WordPress Modern Events Calendar Lite plugin <= 6.5.1 - Authenticated Stored Cross-Site Scripting (XSS) vulnerability
No known patch is available for this vulnerability.
The affected plugin has been removed from the WordPress.org directory (reason: Guideline Violation), and no patched version is being distributed through the official directory. If you have the affected software installed, you should uninstall or replace it rather than wait for an update.
Description
Authenticated (admin+ user) Stored Cross-Site Scripting (XSS) in Modern Events Calendar Lite (WordPress plugin) <= 6.5.1
AI Insight
LLM-synthesized narrative grounded in this CVE's description and references.
Authenticated stored XSS in Modern Events Calendar Lite <=6.5.1 allows admin+ users to inject malicious scripts, leading to site compromise.
Vulnerability
The Modern Events Calendar Lite WordPress plugin versions up to and including 6.5.1 contain a stored cross-site scripting (XSS) vulnerability. An authenticated user with administrator-level privileges (or higher) can inject arbitrary JavaScript into the plugin's settings or event data, which is then stored and executed when other users or visitors view the affected pages. [1]
Exploitation
An attacker must have an admin+ account on the WordPress site. They can then craft a malicious payload (e.g., JavaScript) and inject it into a vulnerable input field within the plugin's admin interface. No additional user interaction is required for the stored XSS to execute when the page is loaded by other users. [1]
Impact
Successful exploitation allows the attacker to execute arbitrary JavaScript in the context of the victim's browser. This can lead to session hijacking, defacement, redirection to malicious sites, or theft of sensitive information. The attack can affect any user who visits the compromised page, including site visitors. [1]
Mitigation
The vendor released version 6.5.2 to fix the vulnerability. However, as of May 11, 2022, the plugin has been permanently closed and removed from the WordPress.org plugin directory due to a guideline violation [2]. Users who have the plugin installed should immediately uninstall it and consider alternative event calendar plugins. If version 6.5.2 is available from other sources, updating to that version will resolve the XSS issue. [1][2]
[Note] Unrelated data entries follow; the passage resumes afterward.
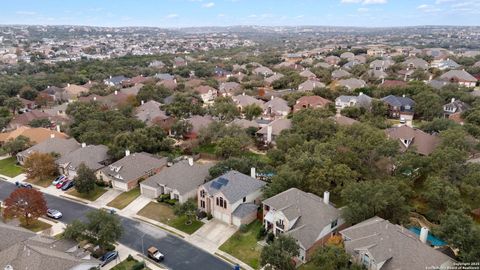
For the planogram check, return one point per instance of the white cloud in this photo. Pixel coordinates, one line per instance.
(172, 16)
(208, 5)
(23, 12)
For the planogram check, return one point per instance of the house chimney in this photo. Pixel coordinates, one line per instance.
(253, 172)
(424, 235)
(326, 197)
(269, 133)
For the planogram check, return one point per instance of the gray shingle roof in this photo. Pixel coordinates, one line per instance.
(181, 176)
(91, 155)
(312, 213)
(392, 243)
(55, 145)
(133, 166)
(233, 185)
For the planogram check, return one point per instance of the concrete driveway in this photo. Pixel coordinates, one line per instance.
(212, 235)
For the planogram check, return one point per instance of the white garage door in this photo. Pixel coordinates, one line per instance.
(148, 192)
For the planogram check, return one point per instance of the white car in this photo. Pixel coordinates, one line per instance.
(54, 213)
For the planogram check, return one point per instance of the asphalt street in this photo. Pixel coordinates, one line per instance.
(179, 254)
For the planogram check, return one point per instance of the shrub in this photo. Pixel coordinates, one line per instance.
(138, 266)
(270, 237)
(243, 228)
(261, 233)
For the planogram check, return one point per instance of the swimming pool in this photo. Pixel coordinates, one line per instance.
(432, 240)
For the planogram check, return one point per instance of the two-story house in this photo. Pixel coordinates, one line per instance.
(306, 217)
(380, 245)
(125, 173)
(233, 197)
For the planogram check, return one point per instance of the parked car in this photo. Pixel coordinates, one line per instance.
(108, 257)
(154, 254)
(58, 179)
(69, 184)
(53, 213)
(61, 183)
(23, 185)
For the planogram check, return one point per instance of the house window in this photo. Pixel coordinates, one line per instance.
(334, 223)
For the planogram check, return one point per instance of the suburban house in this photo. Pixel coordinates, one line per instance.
(207, 93)
(35, 135)
(408, 137)
(233, 197)
(244, 100)
(180, 181)
(23, 249)
(125, 173)
(59, 146)
(151, 114)
(352, 83)
(313, 102)
(306, 217)
(271, 131)
(115, 81)
(380, 245)
(399, 107)
(362, 100)
(455, 106)
(310, 84)
(460, 77)
(276, 107)
(94, 157)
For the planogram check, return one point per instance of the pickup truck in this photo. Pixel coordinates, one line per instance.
(154, 254)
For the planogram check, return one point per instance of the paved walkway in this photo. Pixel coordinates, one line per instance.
(212, 235)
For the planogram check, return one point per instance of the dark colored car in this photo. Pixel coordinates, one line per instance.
(108, 257)
(23, 185)
(69, 184)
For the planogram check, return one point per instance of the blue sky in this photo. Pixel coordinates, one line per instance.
(181, 13)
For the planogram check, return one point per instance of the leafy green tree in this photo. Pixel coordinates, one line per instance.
(187, 208)
(280, 253)
(459, 230)
(252, 111)
(428, 105)
(85, 179)
(331, 257)
(14, 146)
(386, 199)
(13, 104)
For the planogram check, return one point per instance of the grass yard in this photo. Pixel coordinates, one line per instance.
(126, 265)
(92, 196)
(9, 167)
(164, 213)
(243, 246)
(125, 198)
(37, 226)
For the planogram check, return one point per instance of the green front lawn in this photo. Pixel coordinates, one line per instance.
(124, 199)
(126, 265)
(9, 167)
(244, 247)
(37, 226)
(164, 213)
(92, 196)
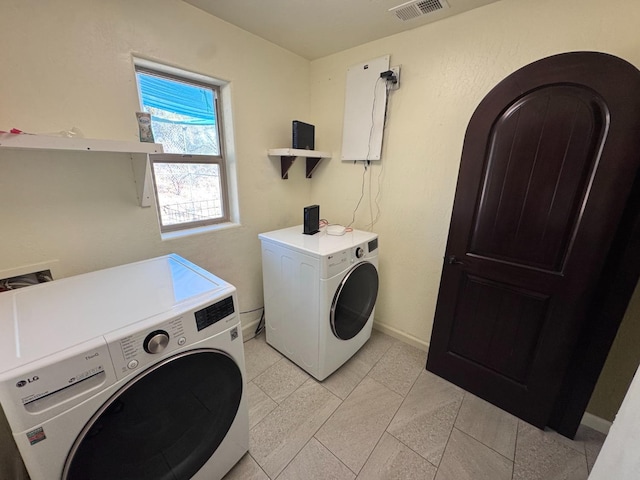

AI Insight generated on May 24, 2026. Synthesized from this CVE's description and the cited reference URLs; citations are validated against the source bundle.
Affected products
2- Range: <=6.5.1
- Range: <= 6.5.1
Patches
0modern-events-calendar-liteThis plugin has been removed from the WordPress.org directory on 2022-05-11 (reason: Guideline Violation). No patched version is being distributed through the official directory. Users who have it installed should uninstall it.
Source: api.wordpress.org · directory page
Vulnerability mechanics
AI mechanics synthesis has not run for this CVE yet.
References
2News mentions
0No linked articles in our index yet.